How Do I take a Cat Photo I will Love?
I am guessing you, like me, love to take your own photographs. So let’s see how we can all take better cat pictures.
A professional cat photographer will have a great camera, lots of lenses and a tripod. You, as a beginner photographer, will have less equipment but you have one big advantage over the pros.
You know your cat’s quirks and habits and the kind of pose it adopts regularly. YOu and your camera travel light. Use your intimate cat knowledge to work out what kind of pictures you will be able to take. Portraits can be formal or informal.
- Does your cat yell a lot like our Dot Kitten is in her photos?
- Does your cat have a quirky walk, or look over their shoulder at you?

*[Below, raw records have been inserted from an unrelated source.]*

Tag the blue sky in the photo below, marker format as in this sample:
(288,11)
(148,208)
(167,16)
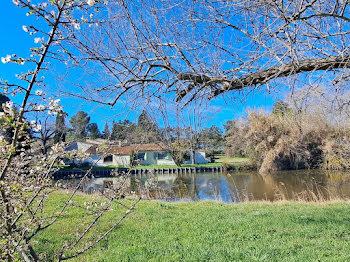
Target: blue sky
(15,41)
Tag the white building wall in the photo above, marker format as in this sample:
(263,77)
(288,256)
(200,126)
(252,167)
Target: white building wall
(121,160)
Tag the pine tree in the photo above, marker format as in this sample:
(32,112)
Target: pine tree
(106,133)
(79,124)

- Does your cat love to pose or have a unique mannerism?
TIP: Before you dive in, check your manual for anything that might help you. Check close-up mode, burst or sport mode for activity, and exposure so your pictures aren’t too dark or light.
Two Cat Photo Portrait Options for Beginners
If your cat is happy to sit still and pose in one place, you can try for a more formal portrait.

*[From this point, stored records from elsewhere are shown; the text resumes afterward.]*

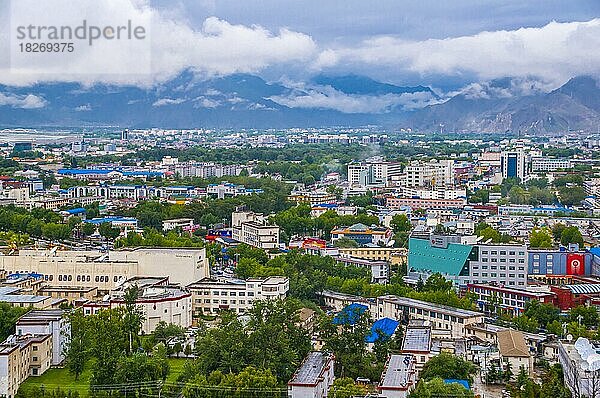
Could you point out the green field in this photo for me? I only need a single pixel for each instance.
(60, 377)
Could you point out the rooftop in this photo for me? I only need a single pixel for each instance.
(311, 369)
(397, 371)
(511, 343)
(417, 339)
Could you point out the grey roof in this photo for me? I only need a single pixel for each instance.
(397, 371)
(417, 339)
(311, 369)
(408, 302)
(584, 288)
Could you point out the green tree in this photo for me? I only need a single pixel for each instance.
(571, 235)
(587, 316)
(448, 366)
(540, 238)
(436, 387)
(108, 231)
(344, 242)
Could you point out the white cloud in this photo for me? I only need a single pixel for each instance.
(555, 52)
(203, 102)
(325, 97)
(217, 47)
(84, 108)
(168, 101)
(29, 101)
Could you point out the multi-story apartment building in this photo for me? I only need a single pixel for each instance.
(253, 229)
(440, 317)
(514, 164)
(430, 174)
(363, 234)
(106, 270)
(373, 174)
(493, 299)
(500, 264)
(549, 164)
(210, 296)
(228, 190)
(39, 343)
(314, 376)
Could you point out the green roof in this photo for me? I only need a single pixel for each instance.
(450, 261)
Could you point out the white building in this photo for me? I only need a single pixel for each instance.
(314, 377)
(253, 229)
(500, 264)
(431, 174)
(50, 322)
(514, 164)
(159, 302)
(107, 270)
(373, 174)
(398, 377)
(549, 164)
(209, 296)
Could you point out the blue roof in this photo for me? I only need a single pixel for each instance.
(98, 221)
(78, 210)
(463, 383)
(85, 171)
(385, 326)
(350, 315)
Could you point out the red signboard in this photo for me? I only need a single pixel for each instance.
(575, 264)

This works especially well if you have a show cat that is used to being handled and posed. You need to have your camera ready nearby and take lots of pictures from every angle. If you can have a plain length of fabric that contrasts with your cat grab it. Your cat will love a plain background!
If your cat does definitely does not want to pose like a movie star, you need to capture your cat doing cat stuff. This more informal portrait style shows your cat relaxing, yawning, playing with a toy, leaping or walking. These genuine and informal pictures can be the best you will ever take.
Informal portraits capture a memory that is as important as the quality of your image. Informal portraits can be really precious.
Work with the talents your cat has. Cute looks? Take the picture. Grumpy sideways glance? Take the picture. A roll on the sunny grass? Grab the camera and keep taking pictures.
TIP: To get the pictures I share here, I took dozens of slightly blurry off-centre or too high or low photographs. You don’t want to know how full my ‘trash’ got in iPhoto.
You will see from the photo portraits I am sharing here that Dot Kitten is a ‘talker’ and a ‘roller’ who sometimes sits still to pose. I know her character so I was ready, I was very patient, and I took lots of pictures.
If you have set aside time for a photo session. Don’t stop until you have dozens or maybe hundreds of pictures. Then look for the diamonds in the dust – they will be there.
OK, are you going to get busy? Have a lot of fun? Take pictures? Get busy and then share the results with us all online.